Okay, so we multiply the equation by the unknown x. What do we get?

$$\begin{eqnarray} \frac{10}{x}&=&5\\ x\cdot\frac{10}{x}&=&x\cdot5\\ \frac{10x}{x}&=&5x \end{eqnarray}$$

What can we do now? We can truncate x in the fraction. This leaves only 10 from the fraction 10x/x: 10 = 5x. And at this point we can solve it as a classical linear equation. The result is x = 2.

Does this make any intuitive sense? Yes, it does. Imagine an equation of the form:

$$\frac{x}{2}=10$$

What does this linear equation tell us? That half of x equals ten. But if we take two halves of x, they must equal twenty. But two halves of x are equal to one whole x.

The more complex expression in the denominator

There can be a more complex expression in the denominator than just x.
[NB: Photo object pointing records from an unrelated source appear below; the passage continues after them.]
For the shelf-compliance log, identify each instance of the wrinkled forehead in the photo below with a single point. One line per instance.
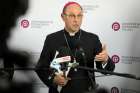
(71, 4)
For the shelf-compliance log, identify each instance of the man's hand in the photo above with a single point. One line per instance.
(59, 79)
(102, 56)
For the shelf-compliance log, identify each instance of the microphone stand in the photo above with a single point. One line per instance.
(90, 75)
(109, 72)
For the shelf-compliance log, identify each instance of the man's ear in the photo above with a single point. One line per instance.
(62, 16)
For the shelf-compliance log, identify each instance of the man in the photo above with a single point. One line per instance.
(85, 47)
(10, 11)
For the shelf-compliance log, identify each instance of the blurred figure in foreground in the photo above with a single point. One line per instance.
(10, 11)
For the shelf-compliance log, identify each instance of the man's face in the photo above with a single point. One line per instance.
(72, 17)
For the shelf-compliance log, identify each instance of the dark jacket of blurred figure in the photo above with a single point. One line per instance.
(10, 11)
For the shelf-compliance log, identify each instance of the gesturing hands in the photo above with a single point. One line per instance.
(59, 79)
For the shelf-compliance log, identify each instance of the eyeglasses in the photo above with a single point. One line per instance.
(72, 16)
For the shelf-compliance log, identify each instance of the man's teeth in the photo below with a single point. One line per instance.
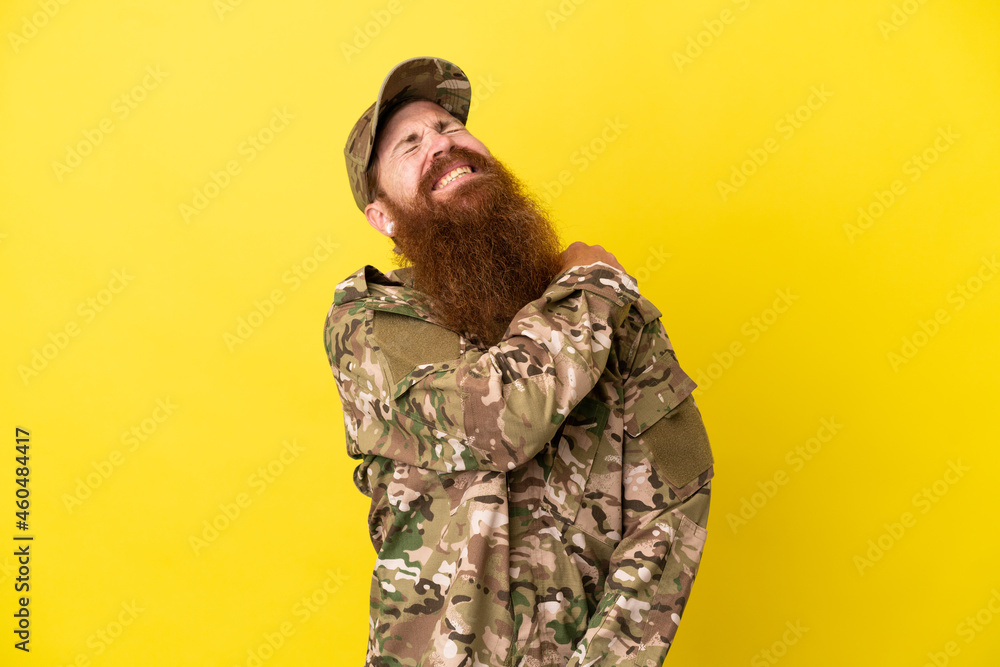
(455, 173)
Solve the equation:

$$\frac{5}{x+2}=10$$

How do we solve this equation? How do we get rid of the fraction? In the previous section, we multiplied the equation by the denominator to get rid of the fraction. In this case, we will do the same thing. If we multiply the equation by the expression x + 2, then the expression x + 2 will be in the numerator of the fraction and we can then truncate it nicely. We're going to multiply:

$$\begin{eqnarray} \frac{5}{x+2}&=&10\quad/\cdot(x+2)\\ (x+2)\cdot\frac{5}{x+2}&=&(x+2)\cdot10\\ \frac{(x+2)\cdot5}{x+2}&=&10\cdot(x+2)\quad/\mbox{ Shorten } (x+2)\\ 5&=&10\cdot(x+2) \end{eqnarray}$$

Now we've got rid of the fraction, and all that's left to do is multiply the parentheses and calculate the result.

$$\begin{eqnarray} -10x-15&=&0\\ x&=&-\frac32 \end{eqnarray}$$

More fractions

Things can get very complicated if you have multiple fractions in the equation and multiple terms in the denominator. Example:

$$\frac{5}{x+2}=\frac{4}{x+3}$$

What is the best way to solve this equation? We have two fractions with different denominators, both with the variable x. The solution is to multiply the equation by both denominators. We can do this either sequentially or simultaneously. If we do it sequentially, the calculation will go like this. We start by multiplying (x + 2).

$$\begin{eqnarray} \frac{5}{x+2}&=&\frac{4}{x+3}\quad/\cdot(x+2)\\ \frac{5(x+2)}{x+2}&=&\frac{4(x+2)}{x+3}\\ 5&=&\frac{4(x+2)}{x+3} \end{eqnarray}$$

And at this point, we'll multiply the equation by the second denominator, (x + 3):

$$\begin{eqnarray} 5&=&\frac{4(x+2)}{x+3}\quad/\cdot(x+3)\\ 5(x+3)&=&\frac{4(x+2)(x+3)}{x+3}\\ 5(x+3)&=&4(x+2) \end{eqnarray}$$

Now we just multiply the parentheses and calculate the result:

$$\begin{eqnarray} 5x+15&=&4x+8\\ x&=&-7 \end{eqnarray}$$

The second procedure is that we multiply the equation by both denominators at the same time. That is, at the beginning we multiply the equation by the expression (x + 2)(x + 3). We get:

$$\begin{eqnarray} \frac{5}{x+2}&=&\frac{4}{x+3}\quad/\cdot(x+2)(x+3)\\ \frac{5(x+2)(x+3)}{x+2}&=&\frac{4(x+2)(x+3)}{x+3}\\ 5(x+3)&=&4(x+2) \end{eqnarray}$$

We can afford to do this because if we multiply the equation by the expression a and then multiply it by the expression b, it is the same as if we multiplied it by the expression a · b.